Belçika, Çarşamba akşamı vatandaşlarının ve Afganlar'ın tahliyelerinin durdurulduğunu duyurdu. Hollanda da, Amerikan güçlerinin isteği üzerine Afganistan uçuşlarını durdurmak zorunda kaldıklarını açıkladı.
Kabil'de yoğunlaşan operasyonlarla Salı ve Çarşamba arasındaki 24 saat içinde yaklaşık 19 bin kişi tahliye edildi. Bunlardan 11 bin 200'ü ABD, 7 bin 800'ü de diğer ülkeler tarafından yapılan operasyonlarla gerçekleşti. Batılı devletler, 15 Ağustos'dan bu yana 82 bin 300 kişiyi tahliye edebildi.
Taleban'ı tanıma kararı
Avrupa ülkeleri, sivil uçuşlarla 31 Ağustos'tan sonra tahliyelere devam edebilmeyi umuyor. Taleban yönetimi, AB'ye "uygun belgelere sahip olanları" bırakacaklarını söyledi. Tahliye operasyonlarının sona ermesinin ardından, önümüzdeki haftalarda Kabil'de diplomatik temsil konusu gündeme gelecek. Tüm diplomatların 31 Ağustos'tan sonra ayrılıp-ayrılmayacağı bilinmiyor.
Elçiliklerin Kabil'de yeniden faaliyete geçmesi Taleban hükümetinin tanınması anlamına geliyor. G7 ve NATO ülkeleri, olası "tanınma konusunda ortak bir tutum alma" fikrini savunuyorlar.

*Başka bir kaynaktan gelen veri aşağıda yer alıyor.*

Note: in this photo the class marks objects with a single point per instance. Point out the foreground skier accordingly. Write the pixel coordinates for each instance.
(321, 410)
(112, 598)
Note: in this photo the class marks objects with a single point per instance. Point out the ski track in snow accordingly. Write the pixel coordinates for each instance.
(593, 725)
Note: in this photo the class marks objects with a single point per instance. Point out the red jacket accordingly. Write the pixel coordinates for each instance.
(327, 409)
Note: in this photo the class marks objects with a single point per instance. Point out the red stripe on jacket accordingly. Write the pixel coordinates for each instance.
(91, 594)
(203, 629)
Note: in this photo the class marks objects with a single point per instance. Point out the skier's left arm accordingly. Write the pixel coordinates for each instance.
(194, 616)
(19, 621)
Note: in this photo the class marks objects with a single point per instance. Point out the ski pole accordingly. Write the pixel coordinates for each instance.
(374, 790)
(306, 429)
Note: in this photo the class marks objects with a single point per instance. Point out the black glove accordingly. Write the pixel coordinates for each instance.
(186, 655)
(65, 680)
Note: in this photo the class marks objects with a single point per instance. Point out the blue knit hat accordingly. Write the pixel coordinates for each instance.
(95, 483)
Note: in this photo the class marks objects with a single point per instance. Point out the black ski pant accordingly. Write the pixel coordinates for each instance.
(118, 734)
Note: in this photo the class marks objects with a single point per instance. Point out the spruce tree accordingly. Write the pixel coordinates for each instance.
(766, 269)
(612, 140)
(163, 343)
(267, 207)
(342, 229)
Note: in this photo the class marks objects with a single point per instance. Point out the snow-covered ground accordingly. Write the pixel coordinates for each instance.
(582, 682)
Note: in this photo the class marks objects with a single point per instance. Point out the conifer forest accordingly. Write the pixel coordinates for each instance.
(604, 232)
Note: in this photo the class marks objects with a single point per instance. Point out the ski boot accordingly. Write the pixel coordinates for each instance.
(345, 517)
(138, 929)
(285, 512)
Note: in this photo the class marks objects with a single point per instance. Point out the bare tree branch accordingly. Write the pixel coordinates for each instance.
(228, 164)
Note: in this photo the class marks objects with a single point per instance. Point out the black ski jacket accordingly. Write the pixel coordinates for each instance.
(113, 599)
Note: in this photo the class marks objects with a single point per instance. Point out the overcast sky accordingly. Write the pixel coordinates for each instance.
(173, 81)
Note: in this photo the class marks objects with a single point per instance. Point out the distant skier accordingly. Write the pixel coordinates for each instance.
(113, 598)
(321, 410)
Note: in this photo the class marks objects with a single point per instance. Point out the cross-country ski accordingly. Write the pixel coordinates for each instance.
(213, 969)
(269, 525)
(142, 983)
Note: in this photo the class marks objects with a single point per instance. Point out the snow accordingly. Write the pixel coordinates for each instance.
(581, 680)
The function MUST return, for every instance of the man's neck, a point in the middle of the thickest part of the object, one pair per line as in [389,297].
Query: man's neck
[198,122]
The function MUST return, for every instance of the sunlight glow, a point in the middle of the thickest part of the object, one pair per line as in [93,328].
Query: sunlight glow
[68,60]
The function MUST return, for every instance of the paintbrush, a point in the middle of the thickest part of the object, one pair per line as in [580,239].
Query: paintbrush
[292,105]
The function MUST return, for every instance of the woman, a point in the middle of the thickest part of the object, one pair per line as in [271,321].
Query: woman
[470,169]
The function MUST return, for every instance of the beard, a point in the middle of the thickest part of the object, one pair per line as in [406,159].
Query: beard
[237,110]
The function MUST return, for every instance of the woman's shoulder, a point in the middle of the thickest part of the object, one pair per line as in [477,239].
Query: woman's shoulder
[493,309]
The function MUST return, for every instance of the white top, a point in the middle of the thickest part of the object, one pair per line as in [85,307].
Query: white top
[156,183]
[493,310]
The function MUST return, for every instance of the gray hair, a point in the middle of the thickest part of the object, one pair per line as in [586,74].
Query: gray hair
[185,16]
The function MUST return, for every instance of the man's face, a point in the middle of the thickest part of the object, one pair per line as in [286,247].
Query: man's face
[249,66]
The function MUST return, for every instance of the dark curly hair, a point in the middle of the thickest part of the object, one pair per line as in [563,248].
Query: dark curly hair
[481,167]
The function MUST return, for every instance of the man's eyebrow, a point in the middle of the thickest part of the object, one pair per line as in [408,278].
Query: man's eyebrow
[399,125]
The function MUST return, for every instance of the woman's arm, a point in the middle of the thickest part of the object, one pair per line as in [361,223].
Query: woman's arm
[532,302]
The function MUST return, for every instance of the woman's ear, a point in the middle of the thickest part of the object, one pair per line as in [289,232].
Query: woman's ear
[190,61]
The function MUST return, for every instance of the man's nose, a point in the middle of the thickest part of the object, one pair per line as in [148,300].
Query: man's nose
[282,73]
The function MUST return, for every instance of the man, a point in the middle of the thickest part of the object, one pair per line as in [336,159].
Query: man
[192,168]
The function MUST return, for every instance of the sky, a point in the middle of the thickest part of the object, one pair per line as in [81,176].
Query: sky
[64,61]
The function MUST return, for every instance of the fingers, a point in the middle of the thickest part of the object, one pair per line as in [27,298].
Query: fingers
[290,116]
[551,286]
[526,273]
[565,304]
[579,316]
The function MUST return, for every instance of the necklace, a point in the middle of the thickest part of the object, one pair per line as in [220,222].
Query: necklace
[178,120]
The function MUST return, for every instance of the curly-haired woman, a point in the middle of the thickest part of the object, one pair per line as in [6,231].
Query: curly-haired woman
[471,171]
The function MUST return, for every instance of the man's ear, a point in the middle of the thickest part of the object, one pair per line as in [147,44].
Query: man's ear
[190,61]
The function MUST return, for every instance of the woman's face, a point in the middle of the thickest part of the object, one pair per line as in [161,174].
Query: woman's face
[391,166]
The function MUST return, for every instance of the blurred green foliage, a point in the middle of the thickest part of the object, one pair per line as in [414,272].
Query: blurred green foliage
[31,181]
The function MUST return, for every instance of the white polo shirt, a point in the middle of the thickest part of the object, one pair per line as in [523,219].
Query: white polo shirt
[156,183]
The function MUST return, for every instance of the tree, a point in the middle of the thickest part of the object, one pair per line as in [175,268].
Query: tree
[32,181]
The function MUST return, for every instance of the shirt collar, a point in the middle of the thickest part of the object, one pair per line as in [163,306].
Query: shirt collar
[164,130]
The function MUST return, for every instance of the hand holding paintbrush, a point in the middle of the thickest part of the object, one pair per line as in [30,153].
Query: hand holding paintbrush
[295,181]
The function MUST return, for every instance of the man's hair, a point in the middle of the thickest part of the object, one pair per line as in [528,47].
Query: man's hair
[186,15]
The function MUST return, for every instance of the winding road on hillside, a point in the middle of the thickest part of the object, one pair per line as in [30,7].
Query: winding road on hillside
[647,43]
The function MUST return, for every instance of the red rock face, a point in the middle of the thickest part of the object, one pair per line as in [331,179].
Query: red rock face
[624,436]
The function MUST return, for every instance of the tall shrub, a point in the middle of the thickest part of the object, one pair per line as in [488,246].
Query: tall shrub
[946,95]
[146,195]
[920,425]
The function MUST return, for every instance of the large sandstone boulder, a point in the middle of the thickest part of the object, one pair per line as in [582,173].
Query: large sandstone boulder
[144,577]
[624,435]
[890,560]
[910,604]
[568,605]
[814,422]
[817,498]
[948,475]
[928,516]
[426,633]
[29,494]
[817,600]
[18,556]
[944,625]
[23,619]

AB Dış İlişkiler Temsilcisi Josep Borrell, "Taleban ile diyaloğa geçmek zorundayız" derken, Almanya Başbakanı Angela Merkel de Çarşamba günü yaptığı açıklamada, "uluslararası toplumun ülkede son 20 yılda elde edilen kazanımları koruması için Taliban ile diyaloğa devam etmesi gerektiğini" söyledi.
Afganistan'a 200 milyon acil gıda yardımı talep eden Dünya Gıda Programı (WFP) direktörü David Beasley de, "Birkaç yıldır süren kuraklık, çatışma, ekonomik bozulma ve hepsinden önemlisi Covid'den sonra koşullar çok zorlaştı" sözleriyle endişelerini dile getirdi.
AB ve Batılı başkentler, Afganistan'a öngörülen yardımların sürmesi için Taleban'dan "kapsayıcı bir hükümet kurması ve uluslararası hukuka uymasını," Taleban ise Batılı başkentlerden "meşruiyet ve mali yardım" bekliyor.